U.S. Sen. David Vitter (R-La.), top Republican on the Environment and Public Works Committee, along with all EPW Republican Senators sent a letter to EPW Chairman Sen. Barbara Boxer (D-Calif.), requesting a Committee hearing, with federal witnesses, to examine the impacts of the U.S. Environmental Protection Agency's (EPA) recently proposed regulations on carbon dioxide emissions from existing power plants that is part of the President's Climate Action Plan.

"If it's such a great plan, bring it to Committee - let's debate it, and vote on it. The American people should not be kept in the dark regarding the consequences of the actions this Administration is taking that have the potential to negatively impact employment, job creation, and our national debt without any material benefit to the climate," wrote the Senators. "As our government sets in motion a litany of new actions with significant economic implications, we ask that you allow for Congressional oversight of federal policy decisions related to these attempts at controlling the climate."

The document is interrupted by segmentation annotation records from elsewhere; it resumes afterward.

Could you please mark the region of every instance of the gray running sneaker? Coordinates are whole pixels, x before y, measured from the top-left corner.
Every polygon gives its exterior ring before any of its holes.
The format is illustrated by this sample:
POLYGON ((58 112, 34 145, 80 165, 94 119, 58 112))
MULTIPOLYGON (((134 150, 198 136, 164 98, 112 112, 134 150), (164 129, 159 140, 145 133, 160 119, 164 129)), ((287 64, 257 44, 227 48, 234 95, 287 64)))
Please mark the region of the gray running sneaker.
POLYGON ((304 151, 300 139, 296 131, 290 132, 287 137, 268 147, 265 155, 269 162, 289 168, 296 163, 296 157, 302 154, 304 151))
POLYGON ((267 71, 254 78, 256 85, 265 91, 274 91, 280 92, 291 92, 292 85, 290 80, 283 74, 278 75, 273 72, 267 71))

In the letter, the Senators request that witnesses for the hearing include EPA Administrator Gina McCarthy and Acting Assistant Administrator Janet McCabe, as well as representatives from the Office of Science and Technology Policy, Council on Environmental Quality, the Federal Energy Regulatory Commission, the U.S. Energy Information Administration, and the North American Electric Reliability Corporation.

EPA's recently proposed rule is expected to have a less than 2% impact on global carbon emissions reductions because it will not impact the world's largest carbon emitters like China, India, and Russia. However, the rule will result in less reliable electricity with much higher prices on all Americans.

Signing yesterday's letter are Sens. Vitter, Jim Inhofe (R-Okla.), John Barrasso (R-Wyo.), Jeff Sessions (R-Ala.), Mike Crapo (R-Idaho), Roger Wicker (R-Miss.), John Boozman (R-Ark.), and Deb Fischer (R-Neb.).